Author: Michael Vlessides
Adding IV ketorolac to epidural morphine reduces opioid requirements after cesarean delivery without increasing estimated blood loss or blood pressure, compared with baseline.
“When it comes to ketorolac, there are a couple of main considerations that we hear from our obstetric colleagues,” said John J. Kowalczyk, MD, who is currently an instructor of anesthesiology at Harvard Medical School and a staff anesthesiologist at Beth Israel Deaconess Medical Center, both in Boston. This research was undertaken when Dr. Kowalczyk and his colleagues were at Case Western Reserve University School of Medicine and University Hospitals Cleveland Medical Center.
“What effect does ketorolac have on opioid sparing and estimated blood loss? And does the effect of NSAIDs [nonsteroidal anti-inflammatory drugs] on the renal vasculature lead to hypertension?” Previous studies have shown that NSAIDs may cause platelet dysfunction, uterine atony and hypertension, thereby limiting their use for post–cesarean delivery pain.
To that end, the researchers enrolled 69 women undergoing cesarean delivery with combined spinal-epidural anesthesia into the trial. Of these patients, 58 remained after predetermined exclusion criteria.

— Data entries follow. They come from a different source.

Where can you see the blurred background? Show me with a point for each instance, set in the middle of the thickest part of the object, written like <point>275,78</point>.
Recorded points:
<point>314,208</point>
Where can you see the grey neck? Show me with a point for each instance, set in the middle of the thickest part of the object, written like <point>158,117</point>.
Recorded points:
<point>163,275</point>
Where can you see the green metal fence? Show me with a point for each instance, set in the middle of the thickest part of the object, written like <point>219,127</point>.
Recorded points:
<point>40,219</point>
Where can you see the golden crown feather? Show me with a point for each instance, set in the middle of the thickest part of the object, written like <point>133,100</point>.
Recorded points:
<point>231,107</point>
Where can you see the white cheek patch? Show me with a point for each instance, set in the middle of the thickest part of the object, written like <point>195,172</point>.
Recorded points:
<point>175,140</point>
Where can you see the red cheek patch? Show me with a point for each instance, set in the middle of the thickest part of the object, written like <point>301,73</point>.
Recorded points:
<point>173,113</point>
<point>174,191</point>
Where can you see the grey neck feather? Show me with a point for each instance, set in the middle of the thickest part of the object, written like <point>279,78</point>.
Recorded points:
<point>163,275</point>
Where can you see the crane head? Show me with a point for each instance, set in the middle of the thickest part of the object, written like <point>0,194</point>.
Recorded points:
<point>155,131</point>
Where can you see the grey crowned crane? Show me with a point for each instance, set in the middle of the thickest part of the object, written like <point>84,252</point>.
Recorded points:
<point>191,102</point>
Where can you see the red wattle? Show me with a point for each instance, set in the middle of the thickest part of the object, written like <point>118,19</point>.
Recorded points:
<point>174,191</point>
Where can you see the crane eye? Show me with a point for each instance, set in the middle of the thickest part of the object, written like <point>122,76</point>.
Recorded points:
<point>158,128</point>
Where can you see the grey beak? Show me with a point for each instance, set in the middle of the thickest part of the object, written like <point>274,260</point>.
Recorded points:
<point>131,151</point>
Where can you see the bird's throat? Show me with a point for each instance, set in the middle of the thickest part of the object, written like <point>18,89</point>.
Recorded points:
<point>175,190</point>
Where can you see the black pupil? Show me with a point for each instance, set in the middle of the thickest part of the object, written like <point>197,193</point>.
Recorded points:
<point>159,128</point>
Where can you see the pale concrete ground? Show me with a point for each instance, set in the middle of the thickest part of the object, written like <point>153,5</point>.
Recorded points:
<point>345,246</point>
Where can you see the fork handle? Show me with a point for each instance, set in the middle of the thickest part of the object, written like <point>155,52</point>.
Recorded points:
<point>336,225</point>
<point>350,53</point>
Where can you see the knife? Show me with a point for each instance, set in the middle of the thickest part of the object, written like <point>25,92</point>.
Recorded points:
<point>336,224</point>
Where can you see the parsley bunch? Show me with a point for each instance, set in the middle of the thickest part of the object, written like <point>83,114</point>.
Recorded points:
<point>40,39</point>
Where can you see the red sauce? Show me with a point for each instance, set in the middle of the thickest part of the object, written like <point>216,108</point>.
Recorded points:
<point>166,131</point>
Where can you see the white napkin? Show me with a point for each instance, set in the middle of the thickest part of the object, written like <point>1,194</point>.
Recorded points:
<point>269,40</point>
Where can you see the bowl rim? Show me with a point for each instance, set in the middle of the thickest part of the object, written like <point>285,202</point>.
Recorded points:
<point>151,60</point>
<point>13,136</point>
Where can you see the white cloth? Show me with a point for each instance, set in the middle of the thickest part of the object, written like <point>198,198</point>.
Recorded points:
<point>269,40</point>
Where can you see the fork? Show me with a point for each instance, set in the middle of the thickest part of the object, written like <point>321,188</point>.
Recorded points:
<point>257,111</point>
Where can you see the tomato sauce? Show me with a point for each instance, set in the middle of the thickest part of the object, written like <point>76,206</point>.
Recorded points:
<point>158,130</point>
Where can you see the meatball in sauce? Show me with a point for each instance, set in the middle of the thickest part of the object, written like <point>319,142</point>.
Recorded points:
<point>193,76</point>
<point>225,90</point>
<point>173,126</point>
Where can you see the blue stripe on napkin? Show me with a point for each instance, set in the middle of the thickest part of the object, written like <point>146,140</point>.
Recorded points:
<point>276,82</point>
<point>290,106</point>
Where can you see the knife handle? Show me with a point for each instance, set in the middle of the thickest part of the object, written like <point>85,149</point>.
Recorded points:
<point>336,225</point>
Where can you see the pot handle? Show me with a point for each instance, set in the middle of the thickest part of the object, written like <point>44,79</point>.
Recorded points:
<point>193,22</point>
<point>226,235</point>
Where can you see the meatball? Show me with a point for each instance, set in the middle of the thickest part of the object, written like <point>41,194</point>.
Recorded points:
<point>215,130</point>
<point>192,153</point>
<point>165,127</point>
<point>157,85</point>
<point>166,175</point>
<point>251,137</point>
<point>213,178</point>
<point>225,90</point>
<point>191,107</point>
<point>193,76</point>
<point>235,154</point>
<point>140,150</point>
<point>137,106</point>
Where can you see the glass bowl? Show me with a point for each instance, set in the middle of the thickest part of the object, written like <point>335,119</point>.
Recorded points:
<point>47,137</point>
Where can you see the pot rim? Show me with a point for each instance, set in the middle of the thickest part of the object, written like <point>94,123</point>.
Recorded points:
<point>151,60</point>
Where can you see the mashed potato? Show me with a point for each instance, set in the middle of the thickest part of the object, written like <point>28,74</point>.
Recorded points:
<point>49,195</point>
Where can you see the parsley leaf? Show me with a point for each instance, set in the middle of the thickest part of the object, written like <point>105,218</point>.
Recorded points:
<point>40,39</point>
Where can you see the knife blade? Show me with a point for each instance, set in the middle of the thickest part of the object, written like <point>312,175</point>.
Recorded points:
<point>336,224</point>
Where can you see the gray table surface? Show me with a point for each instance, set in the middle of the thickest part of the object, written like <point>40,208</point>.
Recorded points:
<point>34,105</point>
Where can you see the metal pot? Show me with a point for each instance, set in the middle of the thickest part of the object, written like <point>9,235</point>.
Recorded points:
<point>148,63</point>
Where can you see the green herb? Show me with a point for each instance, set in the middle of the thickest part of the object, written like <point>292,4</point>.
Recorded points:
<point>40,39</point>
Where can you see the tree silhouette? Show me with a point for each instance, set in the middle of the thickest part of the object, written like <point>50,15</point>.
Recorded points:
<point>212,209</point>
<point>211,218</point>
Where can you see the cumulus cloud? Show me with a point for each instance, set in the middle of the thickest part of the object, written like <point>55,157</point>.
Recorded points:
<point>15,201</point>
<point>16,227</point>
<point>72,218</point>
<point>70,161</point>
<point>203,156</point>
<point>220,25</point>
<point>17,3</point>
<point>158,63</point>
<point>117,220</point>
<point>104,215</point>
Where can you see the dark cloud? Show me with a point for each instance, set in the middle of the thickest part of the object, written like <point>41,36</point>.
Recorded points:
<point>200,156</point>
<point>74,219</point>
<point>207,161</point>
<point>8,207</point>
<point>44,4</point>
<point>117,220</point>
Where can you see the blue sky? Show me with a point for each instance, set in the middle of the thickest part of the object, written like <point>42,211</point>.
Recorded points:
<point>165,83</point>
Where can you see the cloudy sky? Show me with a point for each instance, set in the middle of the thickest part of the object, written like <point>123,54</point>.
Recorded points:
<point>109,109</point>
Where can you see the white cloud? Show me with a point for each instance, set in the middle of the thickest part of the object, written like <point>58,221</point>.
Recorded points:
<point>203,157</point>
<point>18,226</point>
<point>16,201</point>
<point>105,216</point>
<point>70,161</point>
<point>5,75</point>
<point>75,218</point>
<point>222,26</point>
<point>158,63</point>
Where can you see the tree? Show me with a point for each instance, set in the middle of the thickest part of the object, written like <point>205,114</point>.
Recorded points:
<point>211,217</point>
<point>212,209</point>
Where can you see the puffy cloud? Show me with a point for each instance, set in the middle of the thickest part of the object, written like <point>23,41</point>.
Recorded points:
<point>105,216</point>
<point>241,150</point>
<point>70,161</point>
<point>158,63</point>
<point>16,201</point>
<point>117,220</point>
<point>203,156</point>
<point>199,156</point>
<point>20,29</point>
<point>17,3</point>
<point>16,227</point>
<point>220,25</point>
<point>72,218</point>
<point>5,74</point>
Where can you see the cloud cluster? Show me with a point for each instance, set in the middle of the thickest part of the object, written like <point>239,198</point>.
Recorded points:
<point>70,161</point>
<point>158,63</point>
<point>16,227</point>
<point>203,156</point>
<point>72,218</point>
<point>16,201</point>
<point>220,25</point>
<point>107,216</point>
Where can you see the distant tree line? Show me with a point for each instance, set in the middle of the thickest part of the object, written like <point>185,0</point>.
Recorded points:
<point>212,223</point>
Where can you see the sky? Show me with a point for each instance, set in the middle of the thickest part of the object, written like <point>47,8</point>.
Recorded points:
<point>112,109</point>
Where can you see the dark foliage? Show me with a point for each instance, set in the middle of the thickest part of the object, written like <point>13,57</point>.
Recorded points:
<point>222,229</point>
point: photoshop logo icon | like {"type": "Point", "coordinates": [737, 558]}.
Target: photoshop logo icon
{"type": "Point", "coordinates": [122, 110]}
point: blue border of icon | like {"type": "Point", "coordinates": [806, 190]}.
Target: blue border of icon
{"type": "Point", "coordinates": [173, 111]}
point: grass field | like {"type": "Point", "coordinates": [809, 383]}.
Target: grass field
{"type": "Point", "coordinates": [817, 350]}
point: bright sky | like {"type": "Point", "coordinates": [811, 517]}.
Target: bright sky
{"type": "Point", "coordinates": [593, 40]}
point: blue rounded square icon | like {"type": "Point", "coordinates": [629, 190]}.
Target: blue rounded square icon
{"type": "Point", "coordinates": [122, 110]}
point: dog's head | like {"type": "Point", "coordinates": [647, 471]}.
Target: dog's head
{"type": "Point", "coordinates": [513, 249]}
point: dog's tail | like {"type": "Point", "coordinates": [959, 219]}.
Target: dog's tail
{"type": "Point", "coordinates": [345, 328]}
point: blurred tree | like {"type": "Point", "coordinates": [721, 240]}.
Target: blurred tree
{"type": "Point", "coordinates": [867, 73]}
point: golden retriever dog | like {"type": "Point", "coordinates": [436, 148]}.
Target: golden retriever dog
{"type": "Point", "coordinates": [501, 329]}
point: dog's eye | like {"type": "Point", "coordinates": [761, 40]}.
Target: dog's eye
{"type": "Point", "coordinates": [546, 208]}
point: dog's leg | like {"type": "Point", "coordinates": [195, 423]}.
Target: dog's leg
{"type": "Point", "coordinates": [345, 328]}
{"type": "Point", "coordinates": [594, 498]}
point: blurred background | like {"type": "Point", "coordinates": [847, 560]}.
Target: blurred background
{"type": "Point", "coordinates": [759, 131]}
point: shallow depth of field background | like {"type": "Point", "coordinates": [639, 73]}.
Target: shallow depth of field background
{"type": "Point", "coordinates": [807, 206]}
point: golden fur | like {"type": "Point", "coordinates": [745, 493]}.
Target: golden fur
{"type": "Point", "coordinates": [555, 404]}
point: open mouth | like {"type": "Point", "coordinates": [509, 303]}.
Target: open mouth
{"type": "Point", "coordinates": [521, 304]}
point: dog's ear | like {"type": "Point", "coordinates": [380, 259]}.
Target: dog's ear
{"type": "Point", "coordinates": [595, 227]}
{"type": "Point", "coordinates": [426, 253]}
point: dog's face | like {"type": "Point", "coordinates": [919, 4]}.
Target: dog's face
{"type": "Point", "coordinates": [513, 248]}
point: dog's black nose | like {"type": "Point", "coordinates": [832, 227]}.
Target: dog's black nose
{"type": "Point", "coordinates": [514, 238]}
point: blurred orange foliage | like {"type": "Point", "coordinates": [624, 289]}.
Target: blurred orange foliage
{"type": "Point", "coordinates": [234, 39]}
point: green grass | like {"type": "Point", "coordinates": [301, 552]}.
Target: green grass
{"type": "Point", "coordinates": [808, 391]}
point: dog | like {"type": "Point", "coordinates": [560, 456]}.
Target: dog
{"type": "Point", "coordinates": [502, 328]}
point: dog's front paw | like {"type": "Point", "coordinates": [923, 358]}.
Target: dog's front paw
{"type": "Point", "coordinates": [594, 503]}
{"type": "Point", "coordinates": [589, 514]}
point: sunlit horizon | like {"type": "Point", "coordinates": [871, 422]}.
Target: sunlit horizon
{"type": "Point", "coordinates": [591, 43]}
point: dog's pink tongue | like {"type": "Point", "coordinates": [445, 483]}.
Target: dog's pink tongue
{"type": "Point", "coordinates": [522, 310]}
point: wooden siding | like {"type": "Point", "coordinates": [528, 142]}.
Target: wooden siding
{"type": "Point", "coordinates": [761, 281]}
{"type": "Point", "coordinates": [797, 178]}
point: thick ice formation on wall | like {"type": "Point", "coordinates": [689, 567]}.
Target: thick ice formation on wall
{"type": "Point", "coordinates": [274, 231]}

Randomization was performed by the investigational pharmacy to ensure blinding. A prior power analysis determined that 58 patients were needed to detect a difference in both opioid consumption and clinically significant estimated blood loss.
The study’s primary outcome was total hydromorphone dose in the first 24 hours after cesarean delivery. Secondary outcomes included estimated blood loss and change in blood pressure compared with baseline.
The investigators reported that the median dose of hydromorphone was significantly lower in patients who received ketorolac (0.0 mg; interquartile range [IQR], 0.0-0.2 mg) than in those who did not receive it (0.2 mg; IQR, 0.0-0.4 mg) (P=0.039).
In contrast, estimated blood loss did not differ significantly between the two groups: ketorolac, 900 mL (IQR, 693-1,047 mL) versus placebo, 800 mL (IQR, 600-1,000 mL) (P=0.259).
Of note, the study also found no difference between groups with respect to change in blood pressure from baseline, with one exception. Patients who received ketorolac actually had lower systolic blood pressure at 12 hours (–8.1%; IQR, –15.0% to –3.9%) relative to their counterparts who received placebo (–2.1%; IQR, –12.3% to 4.9%) (P=0.035).
“NSAIDs are a hot topic in the obstetric literature,” Dr. Kowalczyk explained. “In June 2018, a study [Am J Obstet Gynecol 2018;218(6):616.e1-616.e8] showed that ibuprofen did not increase the blood pressure of patients with preeclampsia any higher than among patients who did not receive ibuprofen. Our findings appear to back this up.
“Ketorolac also has a bad rap in orthopedics,” said session co-moderator Miguel A. Cobas, MD, a professor of anesthesiology at the University of Miami Miller School of Medicine. “I’m curious, however, about what the next step is going to be at your institution after this study.”
“We’re actually using both TEG [thromboelastography] and platelet aggregometry to look deeper into this,” Dr. Kowalczyk replied. “And I think what we’re essentially going to see is a replication of earlier studies where ketorolac causes a decrease in platelet function, but without much of a clinical difference at all.
“This is exactly what we’ve seen in all the clinical studies that have examined estimated blood loss,” Dr. Kowalczyk added. “Ketorolac doesn’t cause clinically relevant increases in estimated blood loss.”